Enlarge your penis? Need a home loan? Then click this link. You wouldn't believe the spam that I get in my inbox. It's amazing not for its volume, nor its content, but for the sheer fact that someone, somewhere sent it with the belief that another human being would respond to it. Nearly all of the spam mail I get is ill-targeted and poorly written tripe.

There must be a very low success rate for most of this junk. One purchase in a million emails? Ten million? The problem is that all this email is free to send. It costs so much more for a company to actually target ads to people who might be interested in their product than it does to just blanket send it to their entire address list. This creates an unfortunate feedback loop: as companies send junk mail to a wider and wider audience, more of the audience tunes out, requiring the companies to send more mail. What's more, the selling of these vast lists of email addresses is a business by itself. If you host your own web site I'm sure you've received the spam ads for these lists. For $300.00 I can buy a CD containing several million active email addresses. Nowhere on this CD will it list those people's interests or any other information I could ever use to target an ad. Thankfully, I could care less about sending spam mail to people so I still have that money in my pocket.

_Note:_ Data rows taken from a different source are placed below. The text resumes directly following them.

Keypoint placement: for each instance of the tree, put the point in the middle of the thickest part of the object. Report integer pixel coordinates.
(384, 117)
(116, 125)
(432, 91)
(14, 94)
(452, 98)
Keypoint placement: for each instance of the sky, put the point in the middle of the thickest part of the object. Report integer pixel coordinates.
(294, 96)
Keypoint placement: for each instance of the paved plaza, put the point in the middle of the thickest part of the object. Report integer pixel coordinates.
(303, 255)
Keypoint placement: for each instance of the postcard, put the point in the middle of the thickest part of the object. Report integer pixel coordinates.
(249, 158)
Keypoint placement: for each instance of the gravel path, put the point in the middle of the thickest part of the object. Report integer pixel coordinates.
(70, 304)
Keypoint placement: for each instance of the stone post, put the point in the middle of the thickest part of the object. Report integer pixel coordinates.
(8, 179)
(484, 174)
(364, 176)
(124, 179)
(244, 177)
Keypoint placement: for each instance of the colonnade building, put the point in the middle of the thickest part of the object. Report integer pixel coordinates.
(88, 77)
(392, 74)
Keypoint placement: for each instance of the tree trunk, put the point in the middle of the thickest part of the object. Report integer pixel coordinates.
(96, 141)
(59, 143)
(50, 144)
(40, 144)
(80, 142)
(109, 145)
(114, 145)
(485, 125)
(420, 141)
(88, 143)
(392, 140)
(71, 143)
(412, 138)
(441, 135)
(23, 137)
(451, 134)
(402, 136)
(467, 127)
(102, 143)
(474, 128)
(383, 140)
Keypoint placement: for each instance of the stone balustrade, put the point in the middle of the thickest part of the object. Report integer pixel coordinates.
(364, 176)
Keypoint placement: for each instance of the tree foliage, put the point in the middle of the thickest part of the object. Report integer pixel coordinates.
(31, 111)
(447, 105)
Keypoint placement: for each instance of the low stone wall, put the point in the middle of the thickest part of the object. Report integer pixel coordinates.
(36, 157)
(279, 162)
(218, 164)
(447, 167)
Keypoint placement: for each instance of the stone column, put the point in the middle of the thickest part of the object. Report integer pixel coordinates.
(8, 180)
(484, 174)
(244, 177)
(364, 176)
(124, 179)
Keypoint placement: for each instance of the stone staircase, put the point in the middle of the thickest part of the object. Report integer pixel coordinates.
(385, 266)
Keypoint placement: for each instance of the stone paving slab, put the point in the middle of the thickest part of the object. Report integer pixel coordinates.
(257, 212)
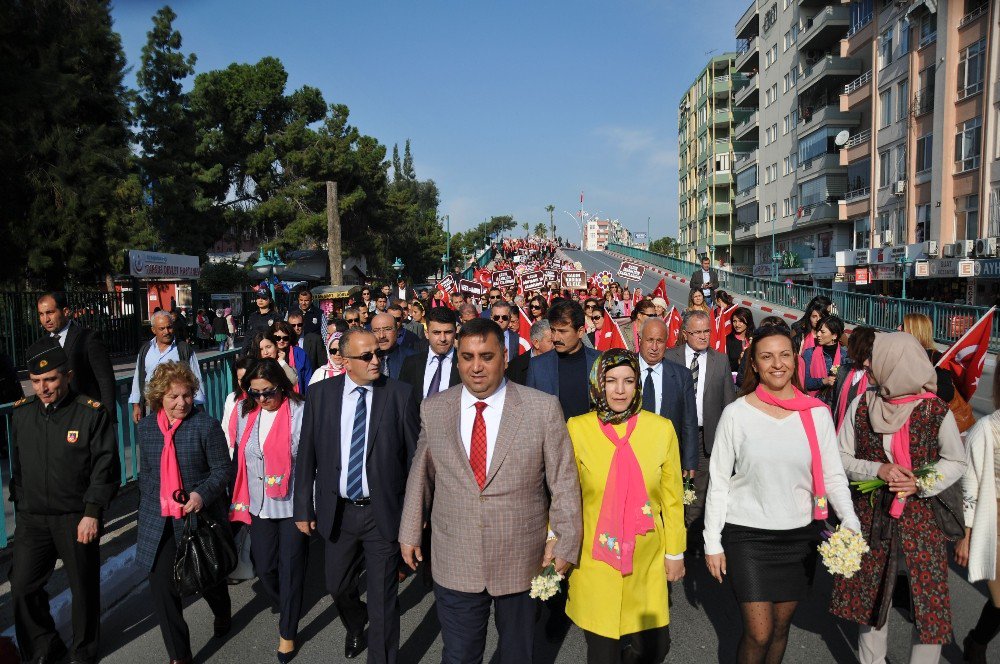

The internet is a free resource. It's got to stay that way or else its amazing abilty to communicate ideas freely will falter. However, I think there can be a way for the internet to remain free for the vast majority of soceity but successfully slow the inflow of just plain rediculous spam mail we all receive: simply have ISPs charge to receive mail. They wouldn't have to charge much. Say, 1/500 of a cent for each email. The ISP sending the mail could easily absorb this cost for casual users. The cost would be passed on to users who went above a certain limit. With the cost so low, this limit could be huge; a cost of only a dollar to an ISP is the equivalent of 5000 emails. Individuals would never see this fee as it would be covered by their monthly service fee. An ISP could reject email from a system that refused to accept the fee. Companies who send bulk mail would see a cost, but that's the whole point. By charging to send massive amounts of email you give companies incentive to target their customers better, just like they do for ads and flyers sent to your home mailbox. This breaks the feedback loop. Hell, I might even buy something from a spam mail if I ever received one that advertised something I actually wanted to buy. But, to date, I haven't. Or maybe I have, but all the other spam overwhelmed it and I deleted it.